A própria OCDE, no seu “survey” sobre Portugal de Fevereiro de 2003, afirma (Capítulo IV) que a diferença na qualidade do capital humano é o principal impedimento a uma mais rápida aproximação dos níveis de rendimento aos valores médios da OCDE, sendo a qualidade do capital humano o principal factor (mais de 50%) na explicação do crescimento da produtividade do trabalho, contributo que é de longe o mais elevado nesta zona.

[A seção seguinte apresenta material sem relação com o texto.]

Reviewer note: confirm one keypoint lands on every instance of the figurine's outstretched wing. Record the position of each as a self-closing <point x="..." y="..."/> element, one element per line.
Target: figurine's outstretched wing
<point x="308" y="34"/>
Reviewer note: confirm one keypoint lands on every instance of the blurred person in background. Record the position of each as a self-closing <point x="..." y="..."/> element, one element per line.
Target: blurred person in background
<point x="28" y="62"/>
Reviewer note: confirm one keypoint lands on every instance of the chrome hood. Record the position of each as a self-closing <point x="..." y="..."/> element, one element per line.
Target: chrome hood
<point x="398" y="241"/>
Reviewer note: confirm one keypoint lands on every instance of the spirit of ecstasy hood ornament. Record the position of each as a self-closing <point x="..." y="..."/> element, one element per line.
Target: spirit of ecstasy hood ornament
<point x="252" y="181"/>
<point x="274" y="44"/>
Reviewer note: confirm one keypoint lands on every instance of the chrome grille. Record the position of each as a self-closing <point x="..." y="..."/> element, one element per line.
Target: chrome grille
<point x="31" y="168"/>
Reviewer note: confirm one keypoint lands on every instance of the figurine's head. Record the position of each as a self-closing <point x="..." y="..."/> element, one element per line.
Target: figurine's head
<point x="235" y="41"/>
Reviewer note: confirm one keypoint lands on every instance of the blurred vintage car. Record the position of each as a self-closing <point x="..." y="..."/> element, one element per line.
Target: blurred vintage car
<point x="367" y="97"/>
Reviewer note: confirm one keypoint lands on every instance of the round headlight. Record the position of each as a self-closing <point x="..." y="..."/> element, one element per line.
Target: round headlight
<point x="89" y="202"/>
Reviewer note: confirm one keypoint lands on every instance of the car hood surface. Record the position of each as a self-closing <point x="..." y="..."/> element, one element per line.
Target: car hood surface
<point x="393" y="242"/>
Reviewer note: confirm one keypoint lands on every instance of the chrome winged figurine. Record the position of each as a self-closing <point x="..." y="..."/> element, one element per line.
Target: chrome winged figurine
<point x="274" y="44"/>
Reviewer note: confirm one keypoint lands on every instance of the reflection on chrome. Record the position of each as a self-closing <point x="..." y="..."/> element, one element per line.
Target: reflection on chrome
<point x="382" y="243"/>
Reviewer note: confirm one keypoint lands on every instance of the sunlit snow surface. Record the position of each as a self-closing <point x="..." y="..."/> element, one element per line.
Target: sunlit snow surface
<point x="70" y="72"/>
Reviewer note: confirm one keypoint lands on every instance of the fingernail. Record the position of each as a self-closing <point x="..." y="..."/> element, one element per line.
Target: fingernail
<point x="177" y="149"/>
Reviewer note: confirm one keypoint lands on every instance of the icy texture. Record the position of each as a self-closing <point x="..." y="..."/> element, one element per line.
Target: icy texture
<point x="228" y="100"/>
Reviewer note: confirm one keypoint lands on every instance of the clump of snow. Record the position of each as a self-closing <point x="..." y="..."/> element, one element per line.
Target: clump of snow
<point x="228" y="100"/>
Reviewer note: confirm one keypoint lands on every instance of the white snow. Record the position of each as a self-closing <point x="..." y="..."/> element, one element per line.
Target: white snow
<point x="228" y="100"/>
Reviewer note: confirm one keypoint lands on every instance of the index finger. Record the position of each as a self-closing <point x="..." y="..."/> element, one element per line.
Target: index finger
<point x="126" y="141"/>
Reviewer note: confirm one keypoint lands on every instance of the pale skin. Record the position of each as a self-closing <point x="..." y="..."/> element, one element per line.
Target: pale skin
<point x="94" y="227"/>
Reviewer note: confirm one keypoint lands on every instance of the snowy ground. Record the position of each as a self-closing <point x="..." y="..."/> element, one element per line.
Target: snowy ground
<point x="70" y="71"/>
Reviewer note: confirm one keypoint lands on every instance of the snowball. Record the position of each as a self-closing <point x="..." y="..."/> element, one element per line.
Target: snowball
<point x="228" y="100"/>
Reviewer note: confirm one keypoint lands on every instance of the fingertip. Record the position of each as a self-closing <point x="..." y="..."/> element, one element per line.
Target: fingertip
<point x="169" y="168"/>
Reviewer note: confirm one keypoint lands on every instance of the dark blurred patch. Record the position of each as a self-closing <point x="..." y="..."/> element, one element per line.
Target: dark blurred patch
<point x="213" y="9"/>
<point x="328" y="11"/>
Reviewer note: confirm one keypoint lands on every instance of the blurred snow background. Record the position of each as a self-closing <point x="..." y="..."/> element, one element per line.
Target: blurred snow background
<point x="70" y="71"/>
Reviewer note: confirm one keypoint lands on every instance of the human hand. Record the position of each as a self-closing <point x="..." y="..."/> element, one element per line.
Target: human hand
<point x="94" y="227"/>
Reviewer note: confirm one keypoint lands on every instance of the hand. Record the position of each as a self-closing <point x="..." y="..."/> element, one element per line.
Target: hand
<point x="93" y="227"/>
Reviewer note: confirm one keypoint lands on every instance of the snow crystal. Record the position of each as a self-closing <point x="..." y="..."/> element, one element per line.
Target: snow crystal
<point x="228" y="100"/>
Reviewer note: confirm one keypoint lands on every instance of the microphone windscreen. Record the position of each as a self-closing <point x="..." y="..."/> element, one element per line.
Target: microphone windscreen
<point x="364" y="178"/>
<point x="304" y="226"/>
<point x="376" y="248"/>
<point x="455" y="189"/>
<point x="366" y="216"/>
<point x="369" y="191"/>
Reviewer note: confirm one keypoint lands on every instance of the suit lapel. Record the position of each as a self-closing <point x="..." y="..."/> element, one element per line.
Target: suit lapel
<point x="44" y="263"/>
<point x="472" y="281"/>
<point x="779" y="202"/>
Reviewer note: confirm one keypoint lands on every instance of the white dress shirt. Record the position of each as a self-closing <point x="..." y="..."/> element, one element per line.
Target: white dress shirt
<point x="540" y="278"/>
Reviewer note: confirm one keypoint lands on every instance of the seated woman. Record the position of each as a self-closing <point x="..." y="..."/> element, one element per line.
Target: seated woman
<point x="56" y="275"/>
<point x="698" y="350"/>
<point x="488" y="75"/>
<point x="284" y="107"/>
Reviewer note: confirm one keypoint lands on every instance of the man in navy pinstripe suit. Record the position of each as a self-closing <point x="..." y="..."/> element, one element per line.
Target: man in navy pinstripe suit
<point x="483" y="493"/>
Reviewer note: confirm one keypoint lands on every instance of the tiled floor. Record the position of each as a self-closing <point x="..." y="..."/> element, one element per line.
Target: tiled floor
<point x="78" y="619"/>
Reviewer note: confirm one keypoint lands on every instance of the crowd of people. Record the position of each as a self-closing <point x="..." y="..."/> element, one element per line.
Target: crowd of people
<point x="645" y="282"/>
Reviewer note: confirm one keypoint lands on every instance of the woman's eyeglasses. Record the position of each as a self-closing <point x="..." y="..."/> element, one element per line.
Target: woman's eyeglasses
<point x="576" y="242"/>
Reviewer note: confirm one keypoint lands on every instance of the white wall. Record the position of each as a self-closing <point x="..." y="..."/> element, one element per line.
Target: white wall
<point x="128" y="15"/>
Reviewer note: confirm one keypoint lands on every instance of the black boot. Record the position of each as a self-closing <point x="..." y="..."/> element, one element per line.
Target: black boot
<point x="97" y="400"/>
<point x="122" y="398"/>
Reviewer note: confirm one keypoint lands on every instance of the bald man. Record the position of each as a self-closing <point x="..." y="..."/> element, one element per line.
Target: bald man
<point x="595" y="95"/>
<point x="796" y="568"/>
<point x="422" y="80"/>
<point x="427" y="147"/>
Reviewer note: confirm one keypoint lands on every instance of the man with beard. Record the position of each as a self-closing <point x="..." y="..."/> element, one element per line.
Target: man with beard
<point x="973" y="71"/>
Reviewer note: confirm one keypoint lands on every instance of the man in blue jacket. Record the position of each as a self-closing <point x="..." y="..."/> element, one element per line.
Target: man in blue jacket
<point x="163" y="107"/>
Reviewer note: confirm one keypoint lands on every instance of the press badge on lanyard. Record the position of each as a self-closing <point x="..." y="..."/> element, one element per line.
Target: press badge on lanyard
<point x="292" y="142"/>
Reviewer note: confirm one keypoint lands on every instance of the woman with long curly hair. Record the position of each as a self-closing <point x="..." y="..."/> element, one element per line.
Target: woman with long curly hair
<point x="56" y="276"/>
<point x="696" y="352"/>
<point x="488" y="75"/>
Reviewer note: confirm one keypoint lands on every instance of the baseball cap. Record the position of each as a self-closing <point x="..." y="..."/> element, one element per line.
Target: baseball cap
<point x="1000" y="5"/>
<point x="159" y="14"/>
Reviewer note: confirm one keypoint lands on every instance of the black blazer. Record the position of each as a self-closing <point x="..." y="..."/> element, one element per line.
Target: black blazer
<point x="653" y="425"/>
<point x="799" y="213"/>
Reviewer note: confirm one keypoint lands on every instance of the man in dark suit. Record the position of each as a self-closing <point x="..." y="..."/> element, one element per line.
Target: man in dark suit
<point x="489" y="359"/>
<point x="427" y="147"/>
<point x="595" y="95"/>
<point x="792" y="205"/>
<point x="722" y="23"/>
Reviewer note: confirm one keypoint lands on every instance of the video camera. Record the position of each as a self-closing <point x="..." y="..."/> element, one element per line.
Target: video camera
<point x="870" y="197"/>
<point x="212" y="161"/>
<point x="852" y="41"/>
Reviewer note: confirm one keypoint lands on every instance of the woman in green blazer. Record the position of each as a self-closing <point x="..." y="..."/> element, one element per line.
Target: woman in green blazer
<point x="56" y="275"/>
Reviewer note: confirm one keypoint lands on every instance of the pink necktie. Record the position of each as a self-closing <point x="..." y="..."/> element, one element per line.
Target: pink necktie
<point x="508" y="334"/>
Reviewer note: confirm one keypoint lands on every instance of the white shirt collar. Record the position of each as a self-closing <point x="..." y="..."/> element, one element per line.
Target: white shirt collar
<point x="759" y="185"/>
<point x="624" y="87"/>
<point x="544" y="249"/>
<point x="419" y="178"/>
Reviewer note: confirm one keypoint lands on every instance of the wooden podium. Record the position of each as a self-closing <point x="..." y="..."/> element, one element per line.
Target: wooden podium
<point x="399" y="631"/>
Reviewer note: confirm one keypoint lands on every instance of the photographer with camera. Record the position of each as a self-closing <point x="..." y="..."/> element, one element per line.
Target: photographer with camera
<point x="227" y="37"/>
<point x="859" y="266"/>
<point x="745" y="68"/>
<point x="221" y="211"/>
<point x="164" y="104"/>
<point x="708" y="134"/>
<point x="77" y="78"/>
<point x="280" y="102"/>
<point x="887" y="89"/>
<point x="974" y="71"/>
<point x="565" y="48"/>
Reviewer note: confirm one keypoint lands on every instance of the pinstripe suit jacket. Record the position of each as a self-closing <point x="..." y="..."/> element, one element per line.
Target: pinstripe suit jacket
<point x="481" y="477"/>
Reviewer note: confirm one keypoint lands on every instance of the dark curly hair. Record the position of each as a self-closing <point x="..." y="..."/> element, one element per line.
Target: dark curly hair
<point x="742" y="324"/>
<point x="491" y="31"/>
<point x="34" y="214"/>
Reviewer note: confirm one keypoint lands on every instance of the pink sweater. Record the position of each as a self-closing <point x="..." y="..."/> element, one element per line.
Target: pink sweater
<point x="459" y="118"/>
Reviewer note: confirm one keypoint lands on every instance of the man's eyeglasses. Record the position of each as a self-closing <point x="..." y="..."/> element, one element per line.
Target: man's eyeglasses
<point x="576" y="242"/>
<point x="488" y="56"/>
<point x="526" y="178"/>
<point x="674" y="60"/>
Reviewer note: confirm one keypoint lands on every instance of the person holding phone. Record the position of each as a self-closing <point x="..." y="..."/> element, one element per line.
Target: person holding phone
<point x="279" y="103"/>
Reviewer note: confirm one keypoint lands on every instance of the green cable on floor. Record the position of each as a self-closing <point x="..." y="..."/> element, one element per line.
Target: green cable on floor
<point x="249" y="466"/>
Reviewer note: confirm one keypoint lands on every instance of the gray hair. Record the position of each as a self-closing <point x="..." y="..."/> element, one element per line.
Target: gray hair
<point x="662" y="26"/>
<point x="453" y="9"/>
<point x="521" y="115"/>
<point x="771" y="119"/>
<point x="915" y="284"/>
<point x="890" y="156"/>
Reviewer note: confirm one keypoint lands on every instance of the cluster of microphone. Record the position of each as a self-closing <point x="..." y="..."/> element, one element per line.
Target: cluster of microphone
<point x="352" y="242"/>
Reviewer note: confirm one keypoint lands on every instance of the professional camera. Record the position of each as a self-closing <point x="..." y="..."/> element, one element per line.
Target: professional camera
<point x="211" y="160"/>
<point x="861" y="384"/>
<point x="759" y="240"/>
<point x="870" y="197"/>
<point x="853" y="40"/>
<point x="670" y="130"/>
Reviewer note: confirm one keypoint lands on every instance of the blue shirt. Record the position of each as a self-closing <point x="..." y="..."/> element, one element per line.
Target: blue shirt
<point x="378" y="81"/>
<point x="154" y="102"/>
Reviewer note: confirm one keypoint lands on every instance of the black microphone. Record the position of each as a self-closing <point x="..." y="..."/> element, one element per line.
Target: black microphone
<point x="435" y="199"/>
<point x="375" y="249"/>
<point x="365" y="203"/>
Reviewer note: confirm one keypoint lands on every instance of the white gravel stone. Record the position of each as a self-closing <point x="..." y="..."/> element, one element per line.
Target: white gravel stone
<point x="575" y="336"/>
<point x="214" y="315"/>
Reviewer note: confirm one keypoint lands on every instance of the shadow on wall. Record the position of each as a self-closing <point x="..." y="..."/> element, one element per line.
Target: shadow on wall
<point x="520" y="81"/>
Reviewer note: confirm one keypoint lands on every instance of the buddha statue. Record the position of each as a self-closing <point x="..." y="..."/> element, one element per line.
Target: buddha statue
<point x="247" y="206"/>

Saliente-se que em 2001 dois terços da população portuguesa entre 25 e 64 anos de idade não ia além de seis anos de escolaridade, contra uma média de 15% na OCDE. E se é verdade que tem vindo a haver uma maior preparação da população mais jovem no nosso País, a situação permanece preocupante: em 2000, a percentagem de pessoas com idade entre os 25 e os 34 anos que tinha completado o secundário (upper secondary) era de cerca de 32% no nosso País, contra 30% na Turquia, mais de 50% na Polónia, na França, na Espanha e na Itália, praticamente 70% na Grã-Bretanha (que era simultaneamente o valor médio na União) e mais de 70% em países como a Bélgica, a Holanda, a Irlanda, a Dinamarca, etc., mas também como a República Checa ou a Hungria.

É com isto que vamos ter que nos defrontar nas próximas décadas. E trabalhar para preparar 2010 ou trabalhar para preparar 2006 vê-se na importância relativa que é dada à educação e ao capital humano.